The mammoth meatball is a one-of-a-kind item that has not even been tried by its creators and is not planned to be commercially produced. Instead, it was presented as a source of protein that would make people talk about the future of meat.

“We wanted people to be excited that the future of food will be different from what we had before. That there are things that are unique and better than the meat we definitely eat now, and we thought the mammoth would be a conversation starter and get people excited about this new future,” Noakesmith told The Associated Press.

“The woolly mammoth has also traditionally been a symbol of loss. We now know that he died from climate change. And so we wanted to see if we could create something that would symbolize a more exciting future that would be better not only for us, but for the planet,” he added.

An artist’s depiction of a woolly mammoth roaming the earth during the early ice age.Getty Images

Seren Kell, manager of science and technology at the Good Food Institute, a non-profit organization that promotes plant-based and cellular alternatives to animal products, said he hopes the project will “open up new conversations about the extraordinary potential of cultured meat to produce more sustainable food.” reduce the climate impact of our current food system and free up land for less intensive farming.”

He said the giant project, with its unconventional source of genes, was an exception in the new meat farming sector, which usually focuses on traditional livestock production of cattle, pigs and poultry.

“By growing beef, pork, chicken and seafood, we can make the biggest impact in terms of reducing emissions from traditional livestock production and meeting the growing global demand for meat while meeting our climate goals,” he said.

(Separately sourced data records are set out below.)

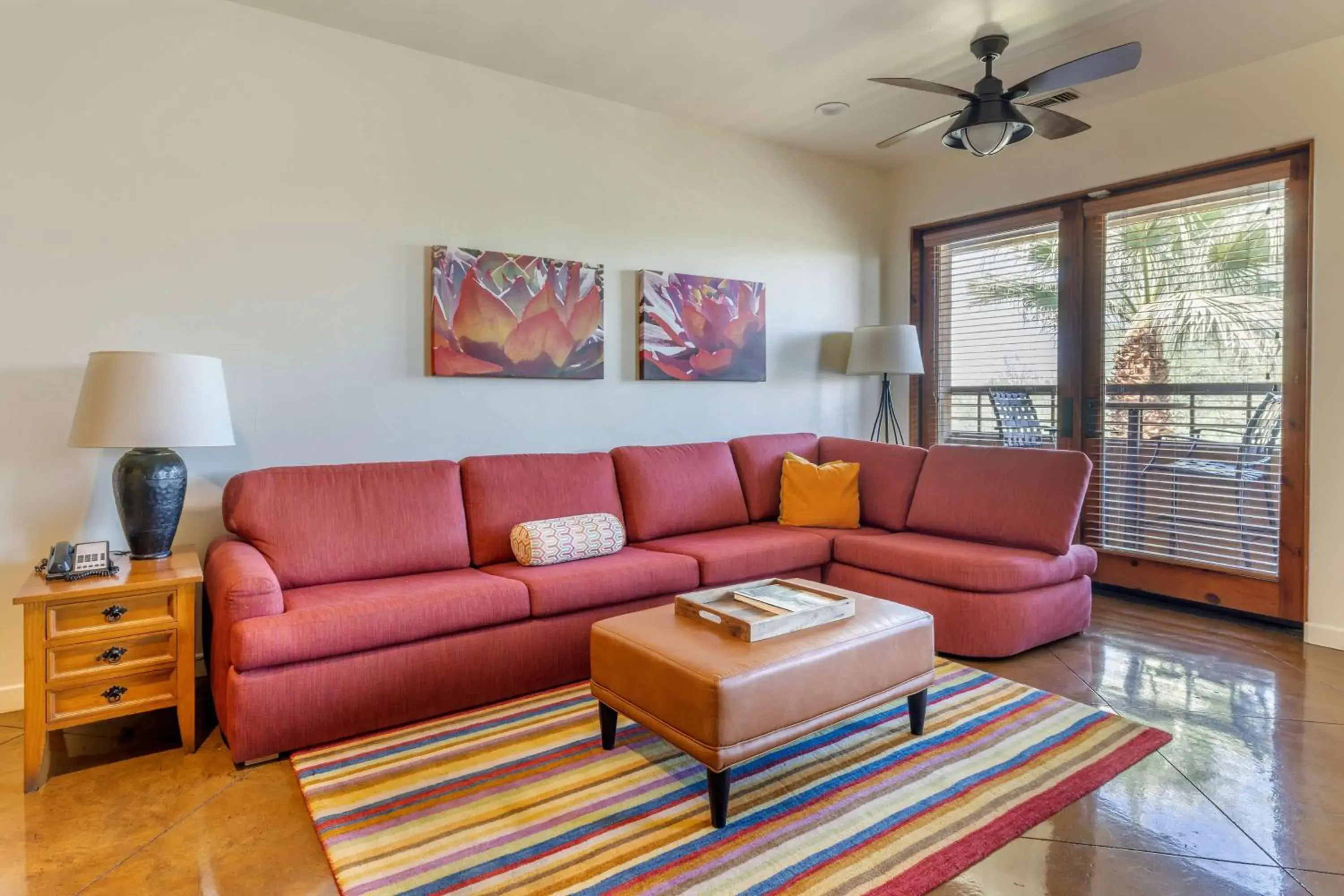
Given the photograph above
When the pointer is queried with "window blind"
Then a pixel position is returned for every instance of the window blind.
(996, 336)
(1189, 424)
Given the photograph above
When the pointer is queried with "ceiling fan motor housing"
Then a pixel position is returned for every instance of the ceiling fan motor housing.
(990, 47)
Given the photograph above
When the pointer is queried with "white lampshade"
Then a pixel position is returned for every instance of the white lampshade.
(148, 400)
(885, 350)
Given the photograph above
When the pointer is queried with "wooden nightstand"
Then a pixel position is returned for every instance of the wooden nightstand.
(108, 646)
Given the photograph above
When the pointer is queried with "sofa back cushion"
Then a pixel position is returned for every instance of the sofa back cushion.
(674, 489)
(760, 460)
(1018, 497)
(507, 489)
(887, 477)
(322, 524)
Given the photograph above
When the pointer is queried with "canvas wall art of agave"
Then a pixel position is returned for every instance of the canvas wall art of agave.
(502, 315)
(701, 328)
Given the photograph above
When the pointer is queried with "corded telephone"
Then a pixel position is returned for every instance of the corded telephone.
(77, 562)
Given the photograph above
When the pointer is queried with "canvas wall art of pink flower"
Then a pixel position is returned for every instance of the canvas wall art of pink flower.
(502, 315)
(701, 328)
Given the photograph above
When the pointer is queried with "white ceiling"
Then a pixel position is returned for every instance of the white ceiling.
(761, 66)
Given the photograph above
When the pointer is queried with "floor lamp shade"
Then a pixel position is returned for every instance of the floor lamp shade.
(885, 350)
(151, 404)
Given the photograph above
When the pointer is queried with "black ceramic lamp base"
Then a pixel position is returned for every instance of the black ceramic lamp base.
(150, 487)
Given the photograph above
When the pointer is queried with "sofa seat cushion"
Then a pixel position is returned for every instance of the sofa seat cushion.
(746, 552)
(830, 535)
(627, 575)
(968, 566)
(349, 617)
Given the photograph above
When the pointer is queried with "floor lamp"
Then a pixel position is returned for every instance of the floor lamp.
(885, 350)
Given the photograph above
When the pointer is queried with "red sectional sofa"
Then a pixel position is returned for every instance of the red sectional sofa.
(359, 597)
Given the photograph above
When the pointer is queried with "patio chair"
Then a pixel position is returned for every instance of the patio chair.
(1017, 421)
(1252, 468)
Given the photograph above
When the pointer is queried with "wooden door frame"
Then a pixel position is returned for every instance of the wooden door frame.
(1080, 342)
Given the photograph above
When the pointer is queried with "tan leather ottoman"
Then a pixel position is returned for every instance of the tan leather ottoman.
(725, 700)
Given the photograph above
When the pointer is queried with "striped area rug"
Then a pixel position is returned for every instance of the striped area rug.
(521, 798)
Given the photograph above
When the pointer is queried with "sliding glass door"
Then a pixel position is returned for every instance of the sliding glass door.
(996, 334)
(1174, 316)
(1190, 439)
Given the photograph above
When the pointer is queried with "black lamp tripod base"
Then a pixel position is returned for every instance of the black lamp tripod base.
(886, 424)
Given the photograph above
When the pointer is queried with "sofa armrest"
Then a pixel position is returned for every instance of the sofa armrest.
(240, 583)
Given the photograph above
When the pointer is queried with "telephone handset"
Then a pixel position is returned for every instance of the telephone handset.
(77, 562)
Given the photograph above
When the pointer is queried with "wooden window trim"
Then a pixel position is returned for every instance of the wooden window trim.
(1078, 215)
(992, 226)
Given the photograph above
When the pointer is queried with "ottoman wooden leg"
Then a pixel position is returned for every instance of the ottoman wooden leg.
(918, 706)
(607, 718)
(718, 782)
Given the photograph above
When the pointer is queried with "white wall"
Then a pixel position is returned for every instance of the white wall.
(195, 177)
(1277, 101)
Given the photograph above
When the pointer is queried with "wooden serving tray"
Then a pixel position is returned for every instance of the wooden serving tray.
(719, 609)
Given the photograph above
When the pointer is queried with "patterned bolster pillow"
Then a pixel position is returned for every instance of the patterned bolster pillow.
(568, 538)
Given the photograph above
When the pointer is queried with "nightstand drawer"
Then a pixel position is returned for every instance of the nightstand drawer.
(112, 657)
(113, 696)
(109, 614)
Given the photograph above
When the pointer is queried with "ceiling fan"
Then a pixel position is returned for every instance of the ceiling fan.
(992, 117)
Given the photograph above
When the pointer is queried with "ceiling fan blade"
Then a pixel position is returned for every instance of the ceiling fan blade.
(918, 129)
(1093, 68)
(1051, 124)
(928, 86)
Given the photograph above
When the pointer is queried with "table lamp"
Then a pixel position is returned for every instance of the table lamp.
(136, 400)
(885, 350)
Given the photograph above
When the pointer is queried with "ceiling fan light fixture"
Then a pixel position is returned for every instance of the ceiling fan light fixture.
(986, 128)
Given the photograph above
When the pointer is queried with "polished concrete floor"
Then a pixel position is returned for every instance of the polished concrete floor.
(1248, 798)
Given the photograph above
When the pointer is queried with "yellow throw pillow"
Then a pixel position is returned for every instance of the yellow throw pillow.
(823, 496)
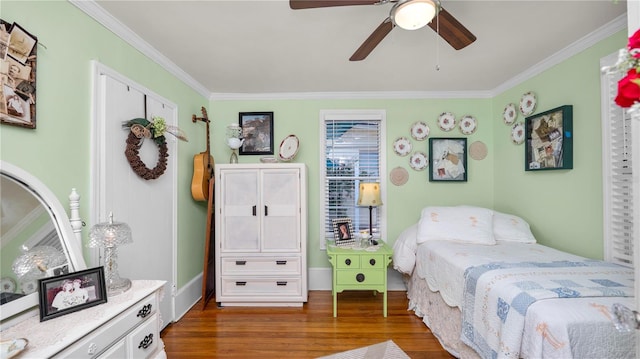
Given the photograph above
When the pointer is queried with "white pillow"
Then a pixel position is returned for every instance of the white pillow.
(510, 228)
(404, 250)
(461, 223)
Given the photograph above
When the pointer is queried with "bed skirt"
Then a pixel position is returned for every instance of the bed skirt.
(444, 321)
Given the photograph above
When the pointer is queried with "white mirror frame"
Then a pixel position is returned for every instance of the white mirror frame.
(15, 310)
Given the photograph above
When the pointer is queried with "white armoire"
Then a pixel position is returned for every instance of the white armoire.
(261, 234)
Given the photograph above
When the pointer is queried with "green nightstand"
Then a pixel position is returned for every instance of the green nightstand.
(359, 269)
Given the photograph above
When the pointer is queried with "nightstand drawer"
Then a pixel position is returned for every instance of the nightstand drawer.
(347, 261)
(260, 265)
(261, 286)
(372, 261)
(359, 277)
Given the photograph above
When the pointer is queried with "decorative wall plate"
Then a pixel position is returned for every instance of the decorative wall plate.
(509, 114)
(399, 176)
(468, 125)
(289, 148)
(418, 161)
(517, 133)
(419, 131)
(528, 103)
(402, 146)
(446, 121)
(8, 285)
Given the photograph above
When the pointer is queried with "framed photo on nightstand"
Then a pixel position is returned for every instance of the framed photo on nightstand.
(343, 231)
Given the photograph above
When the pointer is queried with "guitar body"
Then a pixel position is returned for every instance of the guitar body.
(202, 172)
(202, 166)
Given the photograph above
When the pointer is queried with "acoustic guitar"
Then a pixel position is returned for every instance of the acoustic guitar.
(202, 166)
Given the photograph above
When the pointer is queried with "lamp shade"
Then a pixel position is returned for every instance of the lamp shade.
(110, 234)
(369, 194)
(413, 14)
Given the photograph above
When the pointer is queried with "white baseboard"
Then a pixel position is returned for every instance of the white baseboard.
(188, 296)
(319, 279)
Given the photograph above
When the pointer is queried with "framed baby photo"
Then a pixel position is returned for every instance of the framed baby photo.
(71, 292)
(257, 132)
(448, 158)
(549, 140)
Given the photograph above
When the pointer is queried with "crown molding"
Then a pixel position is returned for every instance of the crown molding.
(366, 95)
(575, 48)
(96, 12)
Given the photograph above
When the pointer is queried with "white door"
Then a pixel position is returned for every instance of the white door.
(148, 206)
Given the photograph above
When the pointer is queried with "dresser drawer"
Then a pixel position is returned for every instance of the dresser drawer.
(357, 277)
(260, 265)
(100, 339)
(144, 340)
(261, 286)
(344, 261)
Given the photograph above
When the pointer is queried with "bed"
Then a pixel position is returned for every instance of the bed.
(486, 289)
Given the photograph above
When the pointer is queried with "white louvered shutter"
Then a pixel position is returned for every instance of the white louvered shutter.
(617, 167)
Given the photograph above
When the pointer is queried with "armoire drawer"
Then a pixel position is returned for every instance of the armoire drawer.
(97, 341)
(261, 286)
(260, 265)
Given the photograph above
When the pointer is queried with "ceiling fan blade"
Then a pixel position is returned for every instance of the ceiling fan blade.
(372, 41)
(452, 30)
(310, 4)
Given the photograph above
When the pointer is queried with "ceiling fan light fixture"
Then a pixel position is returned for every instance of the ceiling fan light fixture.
(413, 14)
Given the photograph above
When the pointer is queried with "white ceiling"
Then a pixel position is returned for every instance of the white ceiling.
(264, 47)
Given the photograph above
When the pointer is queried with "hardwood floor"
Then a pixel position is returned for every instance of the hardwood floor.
(307, 332)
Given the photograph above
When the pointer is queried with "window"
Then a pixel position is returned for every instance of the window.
(352, 152)
(617, 173)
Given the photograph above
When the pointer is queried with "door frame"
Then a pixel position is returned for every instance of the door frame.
(98, 150)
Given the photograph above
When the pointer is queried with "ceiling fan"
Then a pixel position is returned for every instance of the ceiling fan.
(407, 14)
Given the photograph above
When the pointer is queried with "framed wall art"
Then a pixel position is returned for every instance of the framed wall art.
(549, 140)
(448, 158)
(71, 292)
(343, 231)
(18, 50)
(257, 131)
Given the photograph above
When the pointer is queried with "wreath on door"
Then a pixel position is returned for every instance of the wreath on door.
(140, 129)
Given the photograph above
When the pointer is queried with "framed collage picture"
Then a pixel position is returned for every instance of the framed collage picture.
(549, 140)
(448, 159)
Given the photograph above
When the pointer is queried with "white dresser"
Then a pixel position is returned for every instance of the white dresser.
(261, 234)
(127, 326)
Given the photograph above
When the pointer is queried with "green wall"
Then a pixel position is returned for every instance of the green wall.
(564, 207)
(58, 151)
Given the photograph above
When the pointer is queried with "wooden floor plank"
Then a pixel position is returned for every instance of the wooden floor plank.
(307, 332)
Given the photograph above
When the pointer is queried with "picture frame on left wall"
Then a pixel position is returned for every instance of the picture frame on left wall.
(71, 292)
(18, 54)
(257, 132)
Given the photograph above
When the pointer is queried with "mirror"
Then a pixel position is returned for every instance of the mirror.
(32, 222)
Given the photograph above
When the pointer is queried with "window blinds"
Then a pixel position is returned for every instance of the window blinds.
(351, 155)
(617, 176)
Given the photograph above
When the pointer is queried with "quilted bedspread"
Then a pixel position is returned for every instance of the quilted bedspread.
(497, 295)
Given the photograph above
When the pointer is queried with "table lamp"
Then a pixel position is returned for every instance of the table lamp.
(109, 236)
(369, 195)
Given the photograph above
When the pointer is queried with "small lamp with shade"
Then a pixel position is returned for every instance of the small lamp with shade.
(369, 196)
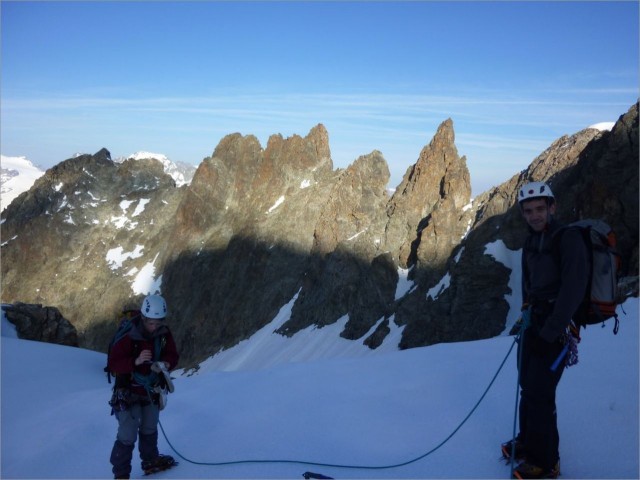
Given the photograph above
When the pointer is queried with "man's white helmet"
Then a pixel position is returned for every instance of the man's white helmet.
(154, 306)
(535, 190)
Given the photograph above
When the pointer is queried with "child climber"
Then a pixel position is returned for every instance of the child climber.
(140, 361)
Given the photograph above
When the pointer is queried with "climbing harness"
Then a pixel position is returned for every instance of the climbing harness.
(356, 467)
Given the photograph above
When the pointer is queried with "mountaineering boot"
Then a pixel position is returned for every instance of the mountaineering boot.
(161, 462)
(507, 448)
(527, 470)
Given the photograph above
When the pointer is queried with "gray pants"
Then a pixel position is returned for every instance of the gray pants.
(140, 419)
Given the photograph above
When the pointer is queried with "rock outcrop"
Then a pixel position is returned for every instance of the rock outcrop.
(42, 324)
(259, 227)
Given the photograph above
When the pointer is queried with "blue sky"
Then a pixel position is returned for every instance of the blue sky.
(176, 77)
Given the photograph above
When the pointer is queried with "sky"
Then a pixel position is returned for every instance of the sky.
(444, 409)
(176, 77)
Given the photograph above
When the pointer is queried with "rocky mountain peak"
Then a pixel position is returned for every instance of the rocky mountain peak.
(436, 187)
(259, 229)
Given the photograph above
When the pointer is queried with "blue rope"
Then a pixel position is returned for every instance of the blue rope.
(359, 467)
(525, 322)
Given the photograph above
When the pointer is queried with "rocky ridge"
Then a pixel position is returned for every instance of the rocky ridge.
(258, 226)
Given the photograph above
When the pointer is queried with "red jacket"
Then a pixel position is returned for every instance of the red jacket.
(126, 350)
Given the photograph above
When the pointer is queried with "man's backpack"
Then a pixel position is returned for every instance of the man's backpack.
(128, 319)
(601, 297)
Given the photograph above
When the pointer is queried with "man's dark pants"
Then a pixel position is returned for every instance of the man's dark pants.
(538, 417)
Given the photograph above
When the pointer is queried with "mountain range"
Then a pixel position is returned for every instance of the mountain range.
(260, 228)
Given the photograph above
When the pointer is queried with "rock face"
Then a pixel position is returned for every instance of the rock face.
(43, 324)
(258, 227)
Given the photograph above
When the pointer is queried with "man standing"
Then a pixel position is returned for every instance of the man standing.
(555, 266)
(141, 360)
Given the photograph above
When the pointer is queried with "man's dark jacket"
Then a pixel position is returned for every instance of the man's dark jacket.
(555, 269)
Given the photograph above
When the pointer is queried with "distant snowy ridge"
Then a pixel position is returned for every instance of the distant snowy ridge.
(18, 174)
(602, 126)
(181, 173)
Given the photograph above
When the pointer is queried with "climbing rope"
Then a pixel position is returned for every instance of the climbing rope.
(357, 467)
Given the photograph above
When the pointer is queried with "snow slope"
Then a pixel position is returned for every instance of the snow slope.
(361, 408)
(18, 175)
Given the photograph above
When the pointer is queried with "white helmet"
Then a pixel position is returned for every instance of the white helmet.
(535, 190)
(154, 306)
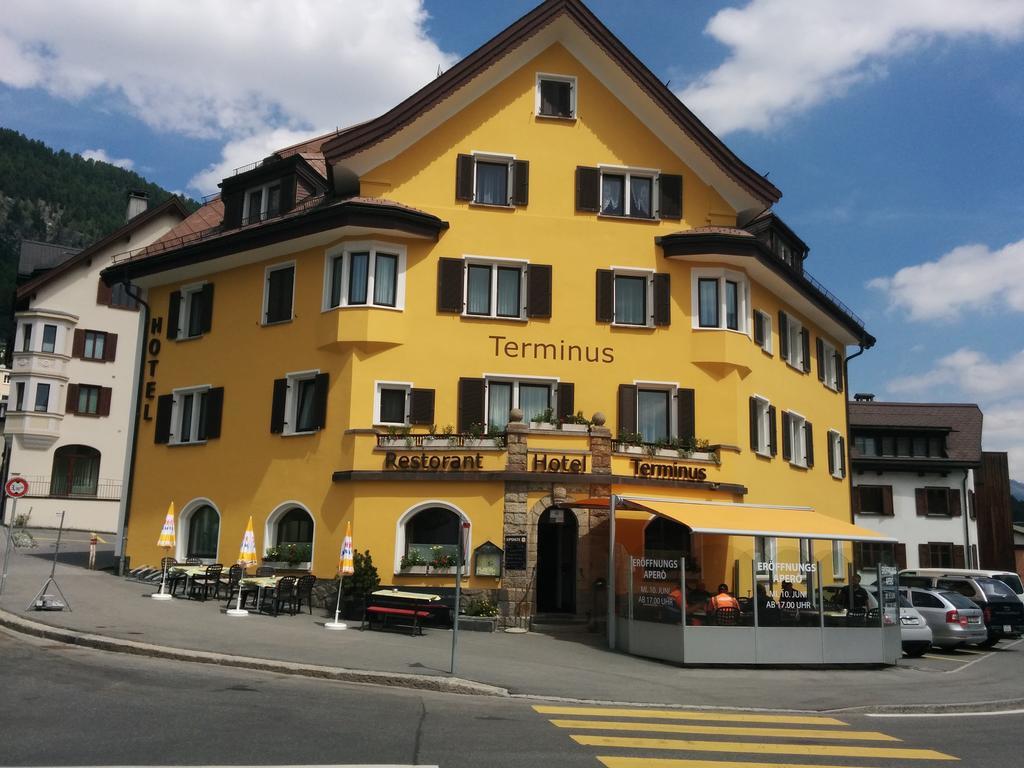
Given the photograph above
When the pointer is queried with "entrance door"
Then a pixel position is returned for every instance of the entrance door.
(556, 568)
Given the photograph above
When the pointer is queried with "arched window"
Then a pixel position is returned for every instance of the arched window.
(432, 530)
(76, 471)
(204, 529)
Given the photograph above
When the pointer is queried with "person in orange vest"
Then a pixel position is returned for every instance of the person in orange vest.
(722, 600)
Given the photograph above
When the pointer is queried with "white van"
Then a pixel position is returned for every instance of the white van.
(1013, 581)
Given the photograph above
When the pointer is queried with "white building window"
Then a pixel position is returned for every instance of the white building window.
(629, 192)
(556, 95)
(366, 274)
(720, 299)
(496, 288)
(762, 331)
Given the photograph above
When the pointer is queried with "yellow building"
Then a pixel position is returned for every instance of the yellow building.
(539, 280)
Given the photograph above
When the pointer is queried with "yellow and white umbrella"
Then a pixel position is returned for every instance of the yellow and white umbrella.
(167, 541)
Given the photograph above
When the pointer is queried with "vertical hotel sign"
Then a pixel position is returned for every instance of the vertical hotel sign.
(153, 347)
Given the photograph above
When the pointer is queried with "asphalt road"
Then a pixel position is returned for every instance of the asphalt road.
(66, 706)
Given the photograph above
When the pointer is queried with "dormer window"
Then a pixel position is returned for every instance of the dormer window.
(556, 96)
(261, 203)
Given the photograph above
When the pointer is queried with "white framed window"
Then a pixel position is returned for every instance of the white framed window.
(629, 192)
(762, 331)
(556, 96)
(633, 297)
(535, 396)
(495, 288)
(391, 402)
(261, 203)
(720, 300)
(368, 273)
(188, 415)
(837, 455)
(279, 293)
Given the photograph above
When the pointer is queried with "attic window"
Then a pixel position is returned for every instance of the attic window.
(556, 96)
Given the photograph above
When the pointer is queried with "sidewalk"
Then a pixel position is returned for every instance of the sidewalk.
(573, 666)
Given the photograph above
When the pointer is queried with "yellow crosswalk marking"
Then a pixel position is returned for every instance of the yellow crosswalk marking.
(657, 763)
(737, 717)
(747, 748)
(726, 730)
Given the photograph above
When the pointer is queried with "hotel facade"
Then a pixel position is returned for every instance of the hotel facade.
(537, 283)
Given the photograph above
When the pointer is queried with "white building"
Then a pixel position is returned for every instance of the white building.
(74, 368)
(913, 466)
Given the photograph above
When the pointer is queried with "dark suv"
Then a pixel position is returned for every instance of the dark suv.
(1003, 610)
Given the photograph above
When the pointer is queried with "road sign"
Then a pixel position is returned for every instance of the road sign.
(16, 487)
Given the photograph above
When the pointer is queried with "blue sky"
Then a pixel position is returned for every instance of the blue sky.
(893, 132)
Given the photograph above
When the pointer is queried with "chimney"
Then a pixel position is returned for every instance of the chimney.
(137, 203)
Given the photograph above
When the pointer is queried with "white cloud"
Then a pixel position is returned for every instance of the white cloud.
(100, 156)
(788, 55)
(229, 70)
(971, 278)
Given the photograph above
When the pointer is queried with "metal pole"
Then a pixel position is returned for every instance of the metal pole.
(611, 571)
(7, 546)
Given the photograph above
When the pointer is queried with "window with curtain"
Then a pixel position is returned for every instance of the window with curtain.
(652, 415)
(76, 471)
(631, 300)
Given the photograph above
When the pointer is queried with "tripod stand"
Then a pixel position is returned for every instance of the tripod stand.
(37, 601)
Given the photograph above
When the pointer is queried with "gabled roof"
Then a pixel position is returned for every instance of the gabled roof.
(358, 138)
(172, 205)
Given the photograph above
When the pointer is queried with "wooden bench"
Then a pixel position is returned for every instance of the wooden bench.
(385, 612)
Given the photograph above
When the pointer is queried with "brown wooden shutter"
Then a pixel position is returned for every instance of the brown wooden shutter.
(539, 291)
(103, 407)
(783, 335)
(162, 433)
(520, 182)
(900, 555)
(321, 385)
(627, 409)
(605, 287)
(71, 407)
(464, 177)
(663, 299)
(786, 440)
(921, 502)
(450, 280)
(686, 414)
(421, 406)
(103, 293)
(754, 423)
(214, 413)
(206, 311)
(111, 347)
(670, 195)
(924, 556)
(588, 188)
(955, 508)
(471, 403)
(566, 400)
(278, 406)
(173, 314)
(957, 555)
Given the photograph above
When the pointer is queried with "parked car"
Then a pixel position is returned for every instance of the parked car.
(954, 620)
(1013, 581)
(1003, 612)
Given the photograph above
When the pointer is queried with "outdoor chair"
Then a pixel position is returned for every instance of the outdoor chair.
(207, 584)
(282, 595)
(304, 591)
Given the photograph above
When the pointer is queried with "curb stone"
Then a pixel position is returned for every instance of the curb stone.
(395, 679)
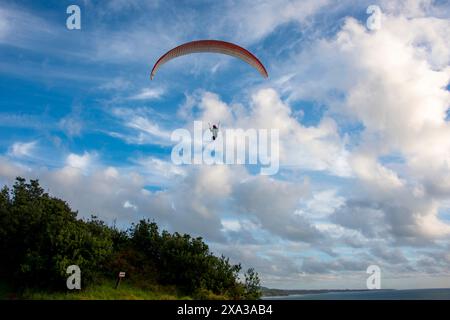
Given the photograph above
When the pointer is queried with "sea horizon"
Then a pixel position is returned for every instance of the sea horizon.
(366, 294)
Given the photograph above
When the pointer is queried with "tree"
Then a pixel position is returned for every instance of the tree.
(252, 285)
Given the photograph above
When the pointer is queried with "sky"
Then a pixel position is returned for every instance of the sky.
(362, 114)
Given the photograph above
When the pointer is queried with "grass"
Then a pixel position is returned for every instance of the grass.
(103, 291)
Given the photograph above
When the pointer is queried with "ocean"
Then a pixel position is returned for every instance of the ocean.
(416, 294)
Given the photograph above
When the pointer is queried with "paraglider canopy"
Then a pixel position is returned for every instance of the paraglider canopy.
(215, 46)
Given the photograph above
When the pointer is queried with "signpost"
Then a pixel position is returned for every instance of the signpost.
(119, 277)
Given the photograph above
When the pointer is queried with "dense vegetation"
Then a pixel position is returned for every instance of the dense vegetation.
(40, 236)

The huge meatball on display in Amsterdam, somewhere between the size of a softball and a volleyball, was for display purposes only and was frosted to ensure it wouldn’t get damaged on the way out of Sydney.

But when it was cooked – first slowly baked, and then processed on the outside with a blowtorch – it smelled nice.

“People who were there said that the fragrance was somewhat similar to another prototype we had made before, which was crocodile,” Noakesmit said. “So it’s very exciting to think that the addition of protein from an animal that’s been extinct for 4,000 years has given it a completely unique and new flavor that we as a population haven’t experienced in a very long time.”

Continue Reading


Nashville shooter hid gun at his parents’ house



Police say the parents thought the suspect shouldn’t have a gun, but didn’t know the gun was in the house.